Nel vino c’è ancora troppa poca analisi sensoriale

Sono stato relatore recentemente al convegno del Groupe International d’Experts en Systemes vitivinicoles pour la CoOpération (Giesco). Nell’occasione ho presentato una ricerca del Centro Studi Assaggiatori sugli Syrah italiani.

Voglio però riportare uno spunto di riflessione del prof. Fregoni, presidente dell’International Academy of Sensory Analysis. Il prof. Fregoni ha preso la parola ponendo l’attenzione sul fatto che l’analisi sensoriale è ancora troppo poco utilizzata come metodo di valutazione nell’enologia. Infatti ha constatato come i risultati ottenuti nella maggior parte dei lavori presentati al convegno stesso, si sono basati esclusivamente sulle valutazioni finali ricavate dall’analisi chimico-fisica dei prodotti.

Il prof. Fregoni ha sottolineato, invece, che sono le caratteristiche del prodotto a interagire con i sensi del consumatore: è dunque necessario utilizzare maggiormente l’analisi sensoriale come metodo di verifica e valutazione dei risultati ottenuti, mentre l’analisi chimico-fisica può essere aggiuntiva a quella sensoriale, ma non può sostituirla.

Un’osservazione interessante che certamente pone l’accento sulla molteplicità di strumenti a disposizione dei professionisti del vino e sulla necessità della loro padronanza da parte di quest’ultimi.

E’ la coerenza che fa di un descrittore un generatore edonico?

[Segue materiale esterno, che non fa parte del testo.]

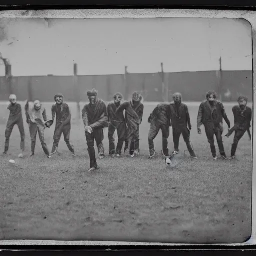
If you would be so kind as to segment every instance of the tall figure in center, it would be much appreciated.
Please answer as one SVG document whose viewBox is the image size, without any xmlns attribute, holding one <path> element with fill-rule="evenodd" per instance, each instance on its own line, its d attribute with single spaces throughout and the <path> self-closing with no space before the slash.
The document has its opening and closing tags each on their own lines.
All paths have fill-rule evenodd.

Provate un attimo a pensare al caso in cui vi comprate un dessert alla vaniglia e alla prima cucchiaiata spicca l’acido, pur in un contesto di setosità tattile dovuta alla presenza di grassi e a un dolce decisamente evidente. Istintivamente vi fate l’idea di un prodotto non buono.

Al contrario: vi comprate una di quelle creme di yogurt alla vaniglia arricchite con zucchero, zucchero d’uva, crema di latte e sciroppo di glucosio-fruttosio. Anche in questo caso spicca l’acido, ma lo trovate molto buono.

Perché? Nel caso in questione la parola “yogurt” vi genera l’attesa di un prodotto acido e siete ben felici di trovarvi in presenza di un dolce accentuato e di una buona morbidezza. Fino a questo momento avete mangiato yogurt solo attratti dal nutrirvi in modo dietetico e salutare, con un prodotto del genere (anche se lo yogurt è solo uno degli ingredienti) potete anche concedervi un pizzico di infantile piacere.

Molte volte quando si formula un prodotto non si tiene conto dell’attesa di coerenza che esercita la presentazione sul suo fruitore. In realtà questa gioca un ruolo fondamentale nel decretare il successo sensoriale. Se un carattere è fuori dal nostro schema, immediatamente siamo assaliti dal sospetto e quindi valutiamo meno bene il prodotto in questione.

In poche parole: se vi passa vicino una bella ragazza con un profumo eccellente la sinestesia che si genera potrebbe farvela apprezzare molto di più, ma se passa un elefante con lo stesso profumo dubitiamo fortemente che possiate trovarlo più attraente.